I don’t answer her. Naked, I head for the shower. My hands are not clean. My greatest enemy is myself.





NINE




Layla

I walk into my local supermarket, pick up a basket, and head towards the milk section, where I grab a carton. I then quickly make for the yogurt shelves. I haven’t told anyone, not even Madison, my best friend, about the disgraceful thing I did in BJ’s bedroom two weeks ago, or the way he retaliated. It is a combination of confusion and shame. Specifically, my reaction to the punishment I received. Sometimes, at night when I am in bed, it pops into my mind and I quickly kick it away without examining it.

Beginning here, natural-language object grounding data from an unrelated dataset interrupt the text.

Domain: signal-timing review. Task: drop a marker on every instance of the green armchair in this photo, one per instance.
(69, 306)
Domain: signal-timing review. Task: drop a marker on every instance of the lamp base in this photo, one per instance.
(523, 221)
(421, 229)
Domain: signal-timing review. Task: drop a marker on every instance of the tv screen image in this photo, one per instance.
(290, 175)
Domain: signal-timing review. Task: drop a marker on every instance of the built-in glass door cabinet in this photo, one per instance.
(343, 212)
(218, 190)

It seems to fit in with the tawdry mess that my life has disintegrated into. Only a month ago my life seemed perfect. I had a gorgeous boyfriend, I was training as an apprentice at a top interior design firm in Milan (a post Jake had secured for me), and I was feeling strong and independent. Then last month I walked out of my job without telling anyone and ran back home with my tail between my legs. It all began when I opened a little email that began with

You are fucking MY boyfriend!

When it’s in Italian it sounds a lot worse. She had attached hundreds of photos going back five years, which indeed proved that I was fucking her boyfriend. They had celebrated birthdays, barbeques, parties, and countless occasions in the company of a whole crowd of friends, none of whom I had met, of course.

I sat at my desk utterly shocked and sick to my stomach.

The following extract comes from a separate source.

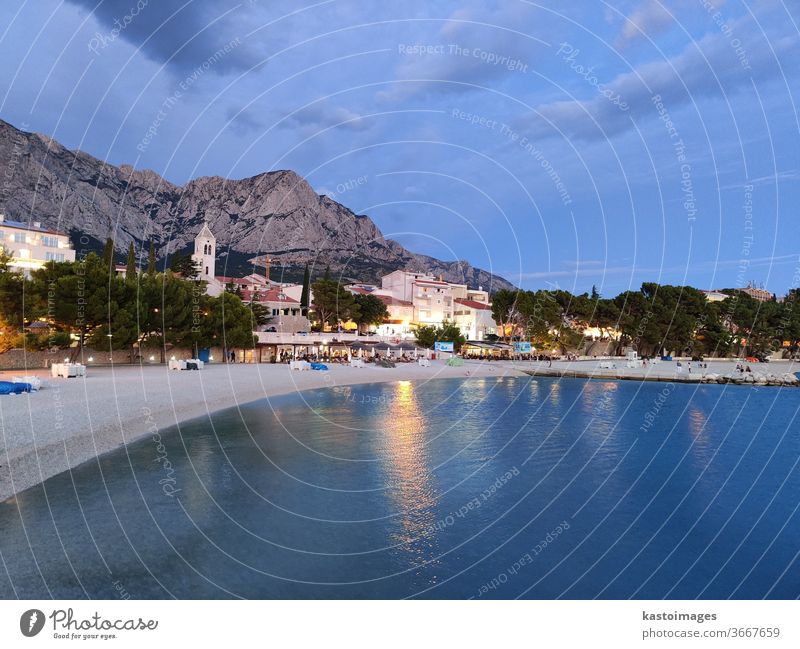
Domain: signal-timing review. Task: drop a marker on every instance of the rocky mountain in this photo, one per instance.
(276, 215)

But he told me I was the most beautiful woman he had ever met. That no one was more beautiful than me. And he was going to take me to meet his parents next week!

I stayed over in his apartment. There had been nothing to tell me that he was cheating and so blatantly. There wasn’t even a case of lipstick in his bathroom cupboard. The magnitude of his deception was inconceivable. Unbelievable.

I looked at his handsome face in the pictures laughing, happy, and utterly devoted to the pretty, olive-skinned woman at his side. I hadn’t known him at all. Or was it simply that I was more naïve that even my brothers believed? I felt so stupid. So cheated. So hurt. I didn’t want anyone to know that I had been the victim of such an elaborate charade and I never wanted to see the slick bastard again. All I wanted to do was run home to my mother’s house and lick my wounds in private.